On the questionnaire we were asked, “Do samples of the same starter live with other people? If yes, who and where?” I love this question because I imagine most people who keep a starter going have given some of it away to several people.
The first person with whom I shared my starter was my brother, Steve Shirey, a geo-chemist who works in Washington D.C. That, some bread-baking equipment, and a quick lesson in baking sourdough bread were my birthday present to him. For a while, he was an avid bread baker who then shared the starter with one of his colleagues, Andrew Steele, from England.
Later that same year I took sourdough starter to my daughter-in-law Stephanie in Baltimore. With only carry-on luggage I had to transport the starter in tiny plastic containers in the clear, Zip-lock bag allowed by the TSA. Midway on our drive to the airport in Manchester I realized that all three containers had popped their lids and were about to ooze all over my shampoo and lotion bottles. I scooped out half the starter in each container and still delivered enough to Stephanie to start feeding in her kitchen. Her first loaf of sourdough bread was a success.
To this day, she keeps a bit of wildlife from Islesford living in her fridge to make sourdough bread and bagels on a regular basis. I’ve also shared my starter with friends from Canada and New York.
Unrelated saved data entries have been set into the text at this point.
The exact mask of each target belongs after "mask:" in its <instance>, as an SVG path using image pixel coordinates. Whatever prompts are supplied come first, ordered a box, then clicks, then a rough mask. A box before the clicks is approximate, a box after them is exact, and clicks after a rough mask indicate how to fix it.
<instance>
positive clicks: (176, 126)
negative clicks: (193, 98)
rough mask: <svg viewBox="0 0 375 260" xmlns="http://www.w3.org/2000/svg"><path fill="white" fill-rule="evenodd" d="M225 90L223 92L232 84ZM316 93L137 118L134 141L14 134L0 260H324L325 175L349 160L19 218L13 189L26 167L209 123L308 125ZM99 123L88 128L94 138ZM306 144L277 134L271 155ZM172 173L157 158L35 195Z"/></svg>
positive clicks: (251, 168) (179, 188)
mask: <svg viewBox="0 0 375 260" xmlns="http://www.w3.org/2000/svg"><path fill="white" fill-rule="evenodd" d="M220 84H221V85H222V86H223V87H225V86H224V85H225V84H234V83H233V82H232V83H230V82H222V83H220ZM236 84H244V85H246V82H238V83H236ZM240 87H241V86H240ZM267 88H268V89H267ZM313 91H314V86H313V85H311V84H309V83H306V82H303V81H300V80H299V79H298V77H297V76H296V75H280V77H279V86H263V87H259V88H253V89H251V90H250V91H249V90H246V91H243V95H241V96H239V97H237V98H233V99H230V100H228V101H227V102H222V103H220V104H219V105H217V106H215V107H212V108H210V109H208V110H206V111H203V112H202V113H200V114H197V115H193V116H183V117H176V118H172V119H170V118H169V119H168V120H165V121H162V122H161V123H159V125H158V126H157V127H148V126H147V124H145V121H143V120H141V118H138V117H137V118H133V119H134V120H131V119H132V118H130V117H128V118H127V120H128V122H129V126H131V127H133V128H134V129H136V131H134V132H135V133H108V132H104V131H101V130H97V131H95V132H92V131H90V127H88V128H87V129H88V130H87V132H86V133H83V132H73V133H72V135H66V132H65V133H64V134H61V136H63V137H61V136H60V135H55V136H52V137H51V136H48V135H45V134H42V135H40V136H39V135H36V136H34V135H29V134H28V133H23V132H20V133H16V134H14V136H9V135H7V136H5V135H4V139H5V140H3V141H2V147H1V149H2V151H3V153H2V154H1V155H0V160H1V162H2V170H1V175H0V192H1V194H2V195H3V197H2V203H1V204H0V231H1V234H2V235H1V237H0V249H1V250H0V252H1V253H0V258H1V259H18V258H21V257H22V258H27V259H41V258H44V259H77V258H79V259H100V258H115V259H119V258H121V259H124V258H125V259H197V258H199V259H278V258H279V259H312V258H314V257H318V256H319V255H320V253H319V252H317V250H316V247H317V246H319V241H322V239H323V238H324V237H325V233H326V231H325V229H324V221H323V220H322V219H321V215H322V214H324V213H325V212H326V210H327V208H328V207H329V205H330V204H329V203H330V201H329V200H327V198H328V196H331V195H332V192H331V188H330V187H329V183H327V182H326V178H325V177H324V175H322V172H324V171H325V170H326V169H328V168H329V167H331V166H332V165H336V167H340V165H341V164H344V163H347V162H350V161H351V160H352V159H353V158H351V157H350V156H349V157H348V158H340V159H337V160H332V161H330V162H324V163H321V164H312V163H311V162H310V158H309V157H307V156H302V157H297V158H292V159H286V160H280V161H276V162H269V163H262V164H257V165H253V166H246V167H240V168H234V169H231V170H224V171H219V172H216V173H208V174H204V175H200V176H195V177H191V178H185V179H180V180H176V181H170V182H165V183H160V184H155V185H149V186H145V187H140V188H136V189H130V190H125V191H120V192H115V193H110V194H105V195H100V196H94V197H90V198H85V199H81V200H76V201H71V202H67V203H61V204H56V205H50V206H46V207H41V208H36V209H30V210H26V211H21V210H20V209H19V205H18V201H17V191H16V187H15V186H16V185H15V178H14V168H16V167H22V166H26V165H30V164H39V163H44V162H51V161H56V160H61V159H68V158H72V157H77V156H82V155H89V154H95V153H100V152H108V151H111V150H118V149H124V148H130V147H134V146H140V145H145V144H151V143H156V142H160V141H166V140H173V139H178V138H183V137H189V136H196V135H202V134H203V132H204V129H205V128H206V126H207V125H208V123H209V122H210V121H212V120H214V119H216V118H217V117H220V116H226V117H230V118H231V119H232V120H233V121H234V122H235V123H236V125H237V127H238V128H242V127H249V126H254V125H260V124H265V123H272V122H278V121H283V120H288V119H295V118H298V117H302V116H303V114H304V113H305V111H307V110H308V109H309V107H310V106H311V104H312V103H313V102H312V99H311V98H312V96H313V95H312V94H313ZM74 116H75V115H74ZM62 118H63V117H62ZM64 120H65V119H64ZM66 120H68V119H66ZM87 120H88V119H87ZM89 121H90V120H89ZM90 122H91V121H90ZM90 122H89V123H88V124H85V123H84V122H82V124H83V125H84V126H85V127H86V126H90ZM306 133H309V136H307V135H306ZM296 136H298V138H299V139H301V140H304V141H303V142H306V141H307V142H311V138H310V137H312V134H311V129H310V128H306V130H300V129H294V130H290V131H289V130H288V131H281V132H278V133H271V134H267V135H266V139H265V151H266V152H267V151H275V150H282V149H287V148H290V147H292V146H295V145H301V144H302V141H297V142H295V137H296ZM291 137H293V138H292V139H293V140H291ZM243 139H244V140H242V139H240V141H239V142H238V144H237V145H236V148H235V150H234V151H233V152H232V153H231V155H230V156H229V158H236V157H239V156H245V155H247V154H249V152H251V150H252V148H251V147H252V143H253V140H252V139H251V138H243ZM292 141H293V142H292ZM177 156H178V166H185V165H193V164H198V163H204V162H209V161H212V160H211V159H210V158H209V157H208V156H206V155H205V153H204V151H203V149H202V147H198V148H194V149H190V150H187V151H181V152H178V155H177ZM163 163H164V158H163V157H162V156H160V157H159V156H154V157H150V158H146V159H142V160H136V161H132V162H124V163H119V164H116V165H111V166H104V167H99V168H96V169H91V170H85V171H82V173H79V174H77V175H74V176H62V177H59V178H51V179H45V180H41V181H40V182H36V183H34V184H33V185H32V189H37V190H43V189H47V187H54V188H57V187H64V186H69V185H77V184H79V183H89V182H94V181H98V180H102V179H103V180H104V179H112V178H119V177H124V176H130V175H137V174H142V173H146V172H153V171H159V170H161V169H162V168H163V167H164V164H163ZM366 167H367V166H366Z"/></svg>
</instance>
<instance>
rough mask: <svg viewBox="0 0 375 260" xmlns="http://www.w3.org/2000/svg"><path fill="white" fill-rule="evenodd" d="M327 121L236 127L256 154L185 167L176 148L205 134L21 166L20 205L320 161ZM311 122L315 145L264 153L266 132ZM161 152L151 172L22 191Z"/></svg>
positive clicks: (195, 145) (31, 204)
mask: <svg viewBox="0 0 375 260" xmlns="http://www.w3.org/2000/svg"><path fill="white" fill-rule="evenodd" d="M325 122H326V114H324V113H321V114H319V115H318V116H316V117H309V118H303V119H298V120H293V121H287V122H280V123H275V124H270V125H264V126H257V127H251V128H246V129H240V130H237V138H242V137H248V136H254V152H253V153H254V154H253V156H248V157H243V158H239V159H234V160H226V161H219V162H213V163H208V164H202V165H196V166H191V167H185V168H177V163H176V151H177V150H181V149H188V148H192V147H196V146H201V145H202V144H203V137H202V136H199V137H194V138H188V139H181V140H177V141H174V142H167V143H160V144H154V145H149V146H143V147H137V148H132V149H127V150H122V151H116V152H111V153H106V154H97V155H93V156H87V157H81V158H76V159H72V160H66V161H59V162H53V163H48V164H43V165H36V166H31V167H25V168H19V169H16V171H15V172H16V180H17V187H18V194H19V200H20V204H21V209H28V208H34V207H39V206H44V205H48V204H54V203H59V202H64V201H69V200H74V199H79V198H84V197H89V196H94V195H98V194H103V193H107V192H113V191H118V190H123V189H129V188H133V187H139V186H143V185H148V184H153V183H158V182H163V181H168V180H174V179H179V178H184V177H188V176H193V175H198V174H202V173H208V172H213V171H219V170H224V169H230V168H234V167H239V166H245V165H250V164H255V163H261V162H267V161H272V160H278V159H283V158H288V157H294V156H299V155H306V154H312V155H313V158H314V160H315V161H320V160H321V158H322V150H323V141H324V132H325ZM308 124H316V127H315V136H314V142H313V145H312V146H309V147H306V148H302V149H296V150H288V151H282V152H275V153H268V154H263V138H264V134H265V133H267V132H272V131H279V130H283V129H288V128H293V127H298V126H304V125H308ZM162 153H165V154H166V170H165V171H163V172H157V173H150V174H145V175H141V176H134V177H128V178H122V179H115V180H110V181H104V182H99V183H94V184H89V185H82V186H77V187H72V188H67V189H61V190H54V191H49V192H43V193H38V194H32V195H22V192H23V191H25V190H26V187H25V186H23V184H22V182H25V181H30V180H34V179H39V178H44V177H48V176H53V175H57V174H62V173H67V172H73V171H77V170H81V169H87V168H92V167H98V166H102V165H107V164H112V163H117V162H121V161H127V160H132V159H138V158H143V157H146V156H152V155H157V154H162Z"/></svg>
On the day before our Island Institute panel discussion, I emailed Sandy and Courtney to see if they would like some of my sourdough starter. Along with being excellent writers they are also excellent cooks. They both said yes. Perhaps a little bit of Islesford will thrive on Islesboro and North Haven. Sandy said she had always wanted to try making sourdough bread. Maybe my starter will spark a column idea for her, too.
I knew it was time take Joy’s suggestion to write about sourdough when I attended my brother’s wedding a few weeks ago in Virginia. He introduced me to Andrew Steele who promptly said, “Wow, you're Steve’s sister? I’ve given your sourdough starter out all over Europe!” I wonder if any of those people happened to send a sample into the Sourdough Project?
Along with cooking, Barbara Fernald designs and makes jewelry (sold in the Island Institute’s store Archipelago). She lives and writes on Islesford (Little Cranberry Island).